Prologue
Jefferson High, Indianapolis; May 2009
The note had taken Marcus Hale eleven attempts.
He knew because he’d counted. The first ten were folded into increasingly small squares at the bottom of his backpack, each one a slightly different version of the same sentence rearranged until it stopped sounding like begging.
This one, number eleven, was the best he could do.

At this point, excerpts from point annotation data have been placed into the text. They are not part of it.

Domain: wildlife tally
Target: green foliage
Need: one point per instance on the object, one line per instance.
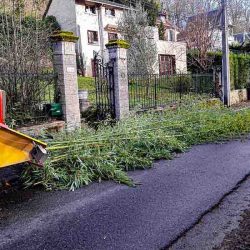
(78, 158)
(239, 68)
(241, 47)
(151, 6)
(88, 83)
(161, 31)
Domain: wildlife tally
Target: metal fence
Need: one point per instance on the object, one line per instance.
(152, 91)
(29, 96)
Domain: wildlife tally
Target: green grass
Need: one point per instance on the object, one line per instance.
(79, 158)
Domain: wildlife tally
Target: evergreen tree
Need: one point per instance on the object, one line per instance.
(161, 31)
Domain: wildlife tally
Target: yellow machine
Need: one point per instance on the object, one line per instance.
(16, 147)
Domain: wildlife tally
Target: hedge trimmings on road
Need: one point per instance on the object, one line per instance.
(107, 154)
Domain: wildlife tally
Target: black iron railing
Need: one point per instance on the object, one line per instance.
(29, 95)
(152, 91)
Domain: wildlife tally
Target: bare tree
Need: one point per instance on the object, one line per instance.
(24, 52)
(143, 52)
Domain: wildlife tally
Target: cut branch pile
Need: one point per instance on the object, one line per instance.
(88, 155)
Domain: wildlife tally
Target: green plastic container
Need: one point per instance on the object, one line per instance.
(56, 110)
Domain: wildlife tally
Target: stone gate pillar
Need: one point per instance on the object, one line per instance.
(118, 56)
(64, 60)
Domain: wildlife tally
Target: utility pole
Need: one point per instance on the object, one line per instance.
(225, 60)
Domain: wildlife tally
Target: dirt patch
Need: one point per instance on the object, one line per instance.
(238, 239)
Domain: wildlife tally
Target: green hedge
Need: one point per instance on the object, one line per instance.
(239, 68)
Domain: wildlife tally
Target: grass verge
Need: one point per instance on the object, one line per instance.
(88, 155)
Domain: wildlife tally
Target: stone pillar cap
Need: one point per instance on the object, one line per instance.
(118, 43)
(65, 36)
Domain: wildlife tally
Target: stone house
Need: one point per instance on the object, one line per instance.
(95, 22)
(212, 22)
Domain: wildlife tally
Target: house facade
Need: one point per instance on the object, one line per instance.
(95, 22)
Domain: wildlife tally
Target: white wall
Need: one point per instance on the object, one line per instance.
(87, 21)
(73, 17)
(64, 11)
(177, 49)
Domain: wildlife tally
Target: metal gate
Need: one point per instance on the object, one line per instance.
(104, 82)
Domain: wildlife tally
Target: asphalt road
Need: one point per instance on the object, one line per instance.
(171, 197)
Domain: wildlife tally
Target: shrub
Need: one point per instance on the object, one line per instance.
(78, 158)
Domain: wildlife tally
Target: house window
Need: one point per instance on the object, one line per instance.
(110, 12)
(92, 37)
(112, 36)
(171, 36)
(90, 9)
(167, 64)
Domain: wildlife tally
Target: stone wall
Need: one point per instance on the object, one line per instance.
(238, 96)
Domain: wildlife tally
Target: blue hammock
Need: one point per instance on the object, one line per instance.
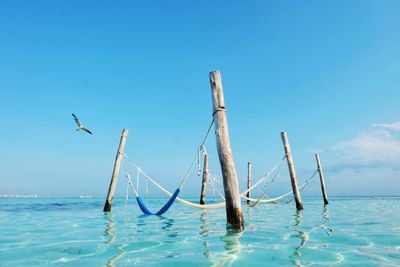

I think you’re the most interesting person in this room. I think you’ve known I think that for a while. I just wanted to say it out loud. Even if it’s just on paper. ~ M
AP English, third period. Twenty-two minutes left. Nadia Clarke sat one row over and two seats ahead, which meant he had spent the better part of junior year memorising the back of her head and pretending to take notes. She had a way of underlining things in her books like she was arguing with the author. She laughed at things a half-second after everyone else, like she was fact-checking the joke first.
He folded the note once. Cleanly.
Mr Devlin was still talking about Their Eyes Were Watching God. Nadia was underlining something. Marcus held the note at the edge of his desk and thought about the seven steps between them, which was also the distance between saying it and swallowing it for the rest of the year.
He thought about graduation in three weeks.
He put the note in his pocket.
She turned around right then, not for him, just to check the clock, and caught him looking. She held his gaze for one beat too long, the way she sometimes did, like she was trying to read something he hadn’t quite written yet.
Then she turned back to her book.
Marcus pressed his pen to his notebook and wrote nothing for the rest of the period.